A look into the strategies available to the U.S. President amidst escalating trade tensions.
Following President
Donald Trump's announcement of a broad range of tariff measures, stakeholders are preparing for potential subsequent actions aimed at compelling trade partners to comply with U.S. mandates.
The United States, as a global financial hub and the issuer of the world's reserve currency, possesses several tools Trump might employ to apply pressure on other nations, ranging from credit cards to dollar provisions for foreign banks.
While the use of these unconventional measures may come at a significant cost to the U.S. itself and could lead to unintended consequences, observers have indicated that such alarming scenarios should not be dismissed.
This is particularly true if tariffs do not succeed in reducing the U.S. trade deficit with the rest of the world—a possibility recognized by many economists, especially given the near-full employment in the United States which has led to acute labor shortages.
In response to Trump’s tariffs, China has initiated countermeasures, contributing to further declines in American stock values and deepening the resulting economic crisis.
Barry Eichengreen, a professor of economics and political science at the University of California, Berkeley, noted, "I can easily imagine Mr. Trump...
feeling frustrated and attempting to implement bizarre ideas, even when they lack coherent logic."
The Trump administration's purported secret blueprint aims to rebalance trade by weakening the dollar.
One proposed method involves orchestrating a coordinated effort with foreign central banks to revalue their currencies.
According to a research paper prepared by Stephen Moore, Trump's nominee for the Chair of his Council of Economic Advisers, this could occur within an accord at Mar-a-Lago—referencing the 1985 Plaza Accord that capped the dollar and the President’s Florida resort.
The paper suggests that the U.S. might use the threat of tariffs and the allure of American security support to persuade nations to appreciate their currencies against the dollar as part of broader concessions.

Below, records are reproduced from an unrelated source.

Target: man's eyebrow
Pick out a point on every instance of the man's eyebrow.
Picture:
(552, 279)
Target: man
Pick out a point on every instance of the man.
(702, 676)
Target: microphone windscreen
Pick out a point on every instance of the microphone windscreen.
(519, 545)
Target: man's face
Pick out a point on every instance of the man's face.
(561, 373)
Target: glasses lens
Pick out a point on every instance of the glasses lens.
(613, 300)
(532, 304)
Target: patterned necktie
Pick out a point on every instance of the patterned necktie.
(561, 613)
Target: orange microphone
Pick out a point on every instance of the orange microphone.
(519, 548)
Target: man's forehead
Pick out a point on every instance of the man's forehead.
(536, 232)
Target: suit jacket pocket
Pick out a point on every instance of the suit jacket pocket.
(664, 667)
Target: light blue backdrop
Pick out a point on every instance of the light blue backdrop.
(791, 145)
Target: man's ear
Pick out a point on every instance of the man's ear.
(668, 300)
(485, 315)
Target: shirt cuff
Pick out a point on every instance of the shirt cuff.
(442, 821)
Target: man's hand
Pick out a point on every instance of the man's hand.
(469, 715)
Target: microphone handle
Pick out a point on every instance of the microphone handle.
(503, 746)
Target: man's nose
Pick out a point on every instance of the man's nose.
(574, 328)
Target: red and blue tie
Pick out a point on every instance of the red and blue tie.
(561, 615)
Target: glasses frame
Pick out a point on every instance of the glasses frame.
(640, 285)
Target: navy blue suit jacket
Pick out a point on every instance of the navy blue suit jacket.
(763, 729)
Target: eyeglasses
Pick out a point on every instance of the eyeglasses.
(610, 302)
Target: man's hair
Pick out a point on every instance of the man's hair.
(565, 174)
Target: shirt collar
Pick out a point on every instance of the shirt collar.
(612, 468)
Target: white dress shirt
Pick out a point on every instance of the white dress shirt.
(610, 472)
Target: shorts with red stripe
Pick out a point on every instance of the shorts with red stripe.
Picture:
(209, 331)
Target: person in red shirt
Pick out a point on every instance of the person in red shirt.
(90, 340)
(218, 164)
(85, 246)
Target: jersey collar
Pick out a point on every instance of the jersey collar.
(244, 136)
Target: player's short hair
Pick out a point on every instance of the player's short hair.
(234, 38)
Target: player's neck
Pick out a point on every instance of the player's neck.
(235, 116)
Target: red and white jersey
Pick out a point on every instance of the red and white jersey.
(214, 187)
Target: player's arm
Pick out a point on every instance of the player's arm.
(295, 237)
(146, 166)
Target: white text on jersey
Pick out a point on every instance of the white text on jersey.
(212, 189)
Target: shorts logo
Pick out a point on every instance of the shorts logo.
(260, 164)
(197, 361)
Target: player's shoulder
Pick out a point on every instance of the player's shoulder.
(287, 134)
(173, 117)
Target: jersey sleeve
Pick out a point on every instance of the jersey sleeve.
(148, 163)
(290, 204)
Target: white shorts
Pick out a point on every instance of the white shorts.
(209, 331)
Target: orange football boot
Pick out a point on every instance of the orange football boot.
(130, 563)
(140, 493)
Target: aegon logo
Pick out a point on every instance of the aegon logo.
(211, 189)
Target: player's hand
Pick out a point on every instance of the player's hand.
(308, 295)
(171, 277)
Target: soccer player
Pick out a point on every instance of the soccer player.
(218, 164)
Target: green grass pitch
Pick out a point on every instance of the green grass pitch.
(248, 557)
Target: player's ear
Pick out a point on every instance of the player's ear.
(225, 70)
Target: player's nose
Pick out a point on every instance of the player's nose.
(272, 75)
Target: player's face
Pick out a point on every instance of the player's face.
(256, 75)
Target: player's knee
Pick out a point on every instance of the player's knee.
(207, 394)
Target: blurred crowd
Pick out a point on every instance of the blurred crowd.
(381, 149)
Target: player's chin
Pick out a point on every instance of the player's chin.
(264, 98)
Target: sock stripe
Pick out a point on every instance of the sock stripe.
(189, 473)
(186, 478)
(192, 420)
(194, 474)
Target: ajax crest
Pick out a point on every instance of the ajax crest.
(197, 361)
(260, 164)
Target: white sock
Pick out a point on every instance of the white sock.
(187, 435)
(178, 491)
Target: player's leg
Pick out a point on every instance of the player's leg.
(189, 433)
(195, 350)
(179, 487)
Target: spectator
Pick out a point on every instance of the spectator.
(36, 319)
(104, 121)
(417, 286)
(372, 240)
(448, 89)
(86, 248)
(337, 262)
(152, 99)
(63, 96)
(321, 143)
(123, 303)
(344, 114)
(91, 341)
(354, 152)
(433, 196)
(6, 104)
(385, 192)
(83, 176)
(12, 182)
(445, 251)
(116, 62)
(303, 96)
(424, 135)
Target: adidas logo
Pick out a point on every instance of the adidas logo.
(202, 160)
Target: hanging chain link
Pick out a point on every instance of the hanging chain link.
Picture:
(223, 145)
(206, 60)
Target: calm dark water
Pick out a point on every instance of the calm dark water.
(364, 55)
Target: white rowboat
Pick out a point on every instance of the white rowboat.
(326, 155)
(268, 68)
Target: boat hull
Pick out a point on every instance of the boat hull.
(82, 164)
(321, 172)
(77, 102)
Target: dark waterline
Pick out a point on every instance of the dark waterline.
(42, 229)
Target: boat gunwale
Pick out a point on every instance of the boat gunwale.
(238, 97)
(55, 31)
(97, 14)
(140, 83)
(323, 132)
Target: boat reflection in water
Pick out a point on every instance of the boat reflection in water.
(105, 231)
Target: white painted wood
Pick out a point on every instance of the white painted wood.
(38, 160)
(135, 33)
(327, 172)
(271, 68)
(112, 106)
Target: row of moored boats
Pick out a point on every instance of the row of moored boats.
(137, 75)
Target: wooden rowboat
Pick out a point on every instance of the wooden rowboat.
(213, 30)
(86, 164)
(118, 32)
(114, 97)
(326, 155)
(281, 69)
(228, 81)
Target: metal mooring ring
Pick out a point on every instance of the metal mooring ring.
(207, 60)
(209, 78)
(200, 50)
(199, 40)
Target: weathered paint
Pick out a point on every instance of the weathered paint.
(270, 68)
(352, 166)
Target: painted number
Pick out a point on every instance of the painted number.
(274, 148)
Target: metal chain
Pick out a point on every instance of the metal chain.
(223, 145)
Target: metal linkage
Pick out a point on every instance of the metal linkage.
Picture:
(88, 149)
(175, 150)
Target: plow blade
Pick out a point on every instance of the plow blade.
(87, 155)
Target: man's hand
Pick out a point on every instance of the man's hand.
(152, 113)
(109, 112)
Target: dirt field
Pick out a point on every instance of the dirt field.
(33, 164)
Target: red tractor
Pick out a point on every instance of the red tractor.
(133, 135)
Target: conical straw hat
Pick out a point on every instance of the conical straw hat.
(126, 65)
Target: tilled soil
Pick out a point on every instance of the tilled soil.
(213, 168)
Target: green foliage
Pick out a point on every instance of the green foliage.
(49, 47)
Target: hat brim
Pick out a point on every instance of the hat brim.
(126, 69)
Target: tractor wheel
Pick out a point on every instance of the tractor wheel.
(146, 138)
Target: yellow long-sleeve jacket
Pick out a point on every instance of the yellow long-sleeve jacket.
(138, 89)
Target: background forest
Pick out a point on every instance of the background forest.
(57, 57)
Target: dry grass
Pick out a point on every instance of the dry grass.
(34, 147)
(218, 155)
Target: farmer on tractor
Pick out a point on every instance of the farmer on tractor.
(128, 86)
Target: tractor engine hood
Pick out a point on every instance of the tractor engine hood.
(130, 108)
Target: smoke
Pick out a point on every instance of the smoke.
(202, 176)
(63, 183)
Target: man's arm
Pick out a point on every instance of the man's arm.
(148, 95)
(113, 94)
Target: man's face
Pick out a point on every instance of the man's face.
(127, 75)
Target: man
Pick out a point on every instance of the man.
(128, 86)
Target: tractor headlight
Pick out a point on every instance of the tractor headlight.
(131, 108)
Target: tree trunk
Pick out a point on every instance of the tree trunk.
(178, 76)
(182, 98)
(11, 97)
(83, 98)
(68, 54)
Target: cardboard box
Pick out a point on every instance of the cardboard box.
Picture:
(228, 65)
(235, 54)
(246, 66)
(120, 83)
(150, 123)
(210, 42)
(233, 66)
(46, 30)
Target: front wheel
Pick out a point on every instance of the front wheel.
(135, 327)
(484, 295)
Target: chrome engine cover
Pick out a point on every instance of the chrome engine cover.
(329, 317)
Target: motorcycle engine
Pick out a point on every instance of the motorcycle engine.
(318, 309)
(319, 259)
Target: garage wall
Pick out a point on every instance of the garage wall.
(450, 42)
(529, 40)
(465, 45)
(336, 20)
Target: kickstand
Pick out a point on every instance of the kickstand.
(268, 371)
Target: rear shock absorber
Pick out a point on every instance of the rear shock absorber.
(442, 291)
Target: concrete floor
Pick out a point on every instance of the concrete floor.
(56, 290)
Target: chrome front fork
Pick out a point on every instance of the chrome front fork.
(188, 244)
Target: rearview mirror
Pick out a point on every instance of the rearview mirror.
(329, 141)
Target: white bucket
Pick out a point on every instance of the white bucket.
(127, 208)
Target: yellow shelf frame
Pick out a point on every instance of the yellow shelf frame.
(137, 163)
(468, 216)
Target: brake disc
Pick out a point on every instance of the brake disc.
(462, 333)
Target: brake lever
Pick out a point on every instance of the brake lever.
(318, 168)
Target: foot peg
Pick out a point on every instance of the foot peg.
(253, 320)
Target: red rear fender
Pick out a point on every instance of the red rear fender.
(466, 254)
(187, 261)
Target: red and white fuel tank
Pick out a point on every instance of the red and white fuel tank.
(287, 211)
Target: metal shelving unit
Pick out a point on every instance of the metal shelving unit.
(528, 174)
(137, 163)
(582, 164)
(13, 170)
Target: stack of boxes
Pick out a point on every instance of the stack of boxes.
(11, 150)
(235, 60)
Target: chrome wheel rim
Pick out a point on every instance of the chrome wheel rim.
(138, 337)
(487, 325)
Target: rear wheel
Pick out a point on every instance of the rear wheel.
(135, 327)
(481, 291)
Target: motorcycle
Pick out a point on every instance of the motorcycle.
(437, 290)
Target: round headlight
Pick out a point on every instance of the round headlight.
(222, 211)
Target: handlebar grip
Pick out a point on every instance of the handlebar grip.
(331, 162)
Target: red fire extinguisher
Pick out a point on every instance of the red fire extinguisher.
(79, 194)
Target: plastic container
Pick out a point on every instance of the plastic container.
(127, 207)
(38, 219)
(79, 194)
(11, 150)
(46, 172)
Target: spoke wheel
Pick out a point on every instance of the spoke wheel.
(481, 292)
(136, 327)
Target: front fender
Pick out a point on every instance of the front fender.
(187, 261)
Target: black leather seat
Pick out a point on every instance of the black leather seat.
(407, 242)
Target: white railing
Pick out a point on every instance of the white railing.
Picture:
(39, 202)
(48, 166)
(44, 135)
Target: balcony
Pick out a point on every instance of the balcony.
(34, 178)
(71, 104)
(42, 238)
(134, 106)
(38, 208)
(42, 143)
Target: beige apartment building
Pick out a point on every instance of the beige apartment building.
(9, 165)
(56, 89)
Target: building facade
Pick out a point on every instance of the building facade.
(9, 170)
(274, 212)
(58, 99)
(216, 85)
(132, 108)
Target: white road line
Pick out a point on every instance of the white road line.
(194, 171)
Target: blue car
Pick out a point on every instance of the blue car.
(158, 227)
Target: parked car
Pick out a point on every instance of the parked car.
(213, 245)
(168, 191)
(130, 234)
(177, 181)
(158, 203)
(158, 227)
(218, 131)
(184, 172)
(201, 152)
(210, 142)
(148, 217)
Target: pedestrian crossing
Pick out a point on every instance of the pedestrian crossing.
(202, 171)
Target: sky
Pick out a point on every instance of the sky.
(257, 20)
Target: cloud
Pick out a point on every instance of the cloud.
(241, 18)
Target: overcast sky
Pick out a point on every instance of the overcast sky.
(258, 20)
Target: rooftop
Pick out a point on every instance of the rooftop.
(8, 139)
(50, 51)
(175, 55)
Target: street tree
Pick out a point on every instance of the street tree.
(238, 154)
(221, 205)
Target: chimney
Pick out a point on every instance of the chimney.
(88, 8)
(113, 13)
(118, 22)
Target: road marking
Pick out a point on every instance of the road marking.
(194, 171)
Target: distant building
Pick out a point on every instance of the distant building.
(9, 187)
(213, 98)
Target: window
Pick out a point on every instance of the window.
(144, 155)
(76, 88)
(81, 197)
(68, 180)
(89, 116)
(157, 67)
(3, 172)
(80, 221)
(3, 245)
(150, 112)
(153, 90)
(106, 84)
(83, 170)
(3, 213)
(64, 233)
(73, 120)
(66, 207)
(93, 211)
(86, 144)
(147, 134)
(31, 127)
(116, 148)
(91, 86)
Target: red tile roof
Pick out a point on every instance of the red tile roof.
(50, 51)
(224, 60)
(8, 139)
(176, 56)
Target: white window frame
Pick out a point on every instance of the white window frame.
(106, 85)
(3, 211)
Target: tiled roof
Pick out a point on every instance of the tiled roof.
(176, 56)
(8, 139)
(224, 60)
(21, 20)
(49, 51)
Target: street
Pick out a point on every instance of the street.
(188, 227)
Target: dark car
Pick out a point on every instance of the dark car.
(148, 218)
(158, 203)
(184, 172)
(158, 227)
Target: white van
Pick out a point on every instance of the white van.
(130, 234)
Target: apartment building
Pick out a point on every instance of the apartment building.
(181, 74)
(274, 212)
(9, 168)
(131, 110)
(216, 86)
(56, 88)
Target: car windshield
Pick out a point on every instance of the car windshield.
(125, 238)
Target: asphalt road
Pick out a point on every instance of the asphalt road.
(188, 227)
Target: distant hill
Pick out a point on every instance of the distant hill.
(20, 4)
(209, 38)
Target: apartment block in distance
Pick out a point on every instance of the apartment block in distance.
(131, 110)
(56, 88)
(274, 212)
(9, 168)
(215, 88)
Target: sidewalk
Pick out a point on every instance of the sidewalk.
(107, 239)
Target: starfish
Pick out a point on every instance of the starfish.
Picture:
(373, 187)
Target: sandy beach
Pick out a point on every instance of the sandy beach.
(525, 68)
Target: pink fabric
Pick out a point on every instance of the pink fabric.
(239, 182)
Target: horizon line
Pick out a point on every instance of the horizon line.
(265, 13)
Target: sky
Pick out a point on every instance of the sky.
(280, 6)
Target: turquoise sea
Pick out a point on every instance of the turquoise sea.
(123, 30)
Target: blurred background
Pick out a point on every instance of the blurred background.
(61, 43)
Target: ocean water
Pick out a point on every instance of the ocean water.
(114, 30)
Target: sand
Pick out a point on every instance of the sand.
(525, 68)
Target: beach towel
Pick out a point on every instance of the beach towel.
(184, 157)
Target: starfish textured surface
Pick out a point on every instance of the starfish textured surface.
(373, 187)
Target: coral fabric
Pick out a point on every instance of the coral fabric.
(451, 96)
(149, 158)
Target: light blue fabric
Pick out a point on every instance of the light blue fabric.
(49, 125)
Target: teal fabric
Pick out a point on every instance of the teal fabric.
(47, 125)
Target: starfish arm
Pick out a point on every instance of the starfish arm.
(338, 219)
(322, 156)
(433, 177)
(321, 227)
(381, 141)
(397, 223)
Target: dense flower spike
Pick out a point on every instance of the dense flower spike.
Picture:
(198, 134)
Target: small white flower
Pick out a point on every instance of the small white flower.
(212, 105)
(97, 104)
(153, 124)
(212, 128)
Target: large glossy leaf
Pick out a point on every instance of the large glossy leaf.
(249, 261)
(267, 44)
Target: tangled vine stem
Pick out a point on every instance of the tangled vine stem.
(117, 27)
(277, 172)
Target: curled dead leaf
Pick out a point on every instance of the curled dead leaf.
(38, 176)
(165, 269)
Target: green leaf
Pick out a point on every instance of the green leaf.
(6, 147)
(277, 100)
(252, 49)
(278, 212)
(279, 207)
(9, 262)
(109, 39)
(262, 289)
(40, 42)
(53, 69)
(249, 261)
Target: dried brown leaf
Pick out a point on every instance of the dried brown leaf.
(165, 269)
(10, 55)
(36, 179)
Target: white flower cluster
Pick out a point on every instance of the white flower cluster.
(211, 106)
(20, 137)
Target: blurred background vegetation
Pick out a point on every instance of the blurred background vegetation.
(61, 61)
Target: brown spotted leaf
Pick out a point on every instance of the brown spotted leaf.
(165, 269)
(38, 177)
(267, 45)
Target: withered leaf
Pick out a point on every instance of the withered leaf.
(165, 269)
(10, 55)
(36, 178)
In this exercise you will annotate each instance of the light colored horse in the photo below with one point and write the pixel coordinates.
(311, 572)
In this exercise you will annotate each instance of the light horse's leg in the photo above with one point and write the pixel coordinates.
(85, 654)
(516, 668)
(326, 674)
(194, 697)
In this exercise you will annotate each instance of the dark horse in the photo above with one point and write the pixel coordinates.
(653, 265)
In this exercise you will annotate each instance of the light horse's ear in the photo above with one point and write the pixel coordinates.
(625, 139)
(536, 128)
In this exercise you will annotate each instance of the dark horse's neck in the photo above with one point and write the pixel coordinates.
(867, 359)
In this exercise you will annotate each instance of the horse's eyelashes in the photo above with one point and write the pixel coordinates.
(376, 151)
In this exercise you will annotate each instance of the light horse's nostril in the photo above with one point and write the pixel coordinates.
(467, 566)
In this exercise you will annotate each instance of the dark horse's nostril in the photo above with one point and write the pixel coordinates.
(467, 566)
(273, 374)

However, economists exhibit skepticism regarding the acceptance of such an agreement in Europe or China, given the vastly different economic and political climate compared to four decades ago.
Maurice Obstfeld, a senior fellow at the Peterson Institute for International Economics, stated, "I think this scenario is highly improbable." He elaborated that tariffs have already been imposed, which negates their use as a threat, and that the U.S. commitment to global security has weakened due to its ambiguous stance on Ukraine.
Additionally, he remarked that it is unlikely that central bankers in the Eurozone, Japan, and the U.K. would acquiesce to a deal that compels them to raise interest rates and risk recession.
Should negotiations fail, the Trump administration may resort to more extreme measures, such as leveraging the dollar's status as a global currency for trade, savings, and investment.
Obstfeld, alongside various overseers and central bank governors, noted that this could manifest as a threat to halt Federal Reserve liquidity flowing to foreign central banks, which allows them to borrow dollars against collateral in their local currencies.
This liquidity is vital during financial crises when capital markets falter and investors flock to the dollar as a safe haven.
Withdrawing such liquidity would destabilize the trillions of dollars in dollar-dominated credit markets outside the U.S., particularly impacting banks in the U.K. and the Eurozone and Japan.
Importantly, these so-called swap lines remain under the Federal Reserve's purview, and Trump has not publicly referenced this tool.
Nonetheless, recent moves to replace key personnel, including within regulatory bodies, have raised concerns among observers.
Spiros Andreaopoulos, founder of the consulting firm Thanassis Macro Economics, stated that such actions "no longer render this an unlikely threat in broader negotiations."
The U.S. also holds a strategic advantage through its dominant payment services, specifically through credit card giants Visa and Mastercard.
Although Japan and China have developed varying degrees of proprietary electronic payment methods, these American companies process two-thirds of card payments in the Eurozone, which comprises 20 countries.
U.S. mobile payment applications, led by firms such as Apple and Google, account for nearly one-tenth of retail payments.
This shift has placed European entities in a defensive position within a market that surpassed €113 trillion (approximately $124.7 trillion) in the first half of last year.
Should Visa and Mastercard be forced to suspend their services—as occurred with Russia shortly after its invasion of Ukraine—European consumers could be compelled to revert to cash or cumbersome bank transfers for purchasing.
Maria Demertzis, chief economist for Europe at the Conference Board, characterized the U.S. pivot to aggression as a significant setback.
The European Central Bank has indicated that this could expose Europe to the risk of "economic coercion and pressure," suggesting that a digital euro might provide a remedy.
However, plans to launch this digital currency remain under consideration and could take years to materialize.
European officials are evaluating responses to Trump's actions, albeit with caution to avoid exacerbating tensions.
Potential measures could include imposing their own tariffs or pursuing stricter actions, such as limiting U.S. banks’ access to the European market.
Despite this, the implementation of such drastic steps could prove challenging due to Wall Street's international influence and the risk of a backlash against European banks operating within the U.S.
Nonetheless, some executives at international banks have voiced concerns regarding the risk of a strong retaliatory response from Europe in the coming months.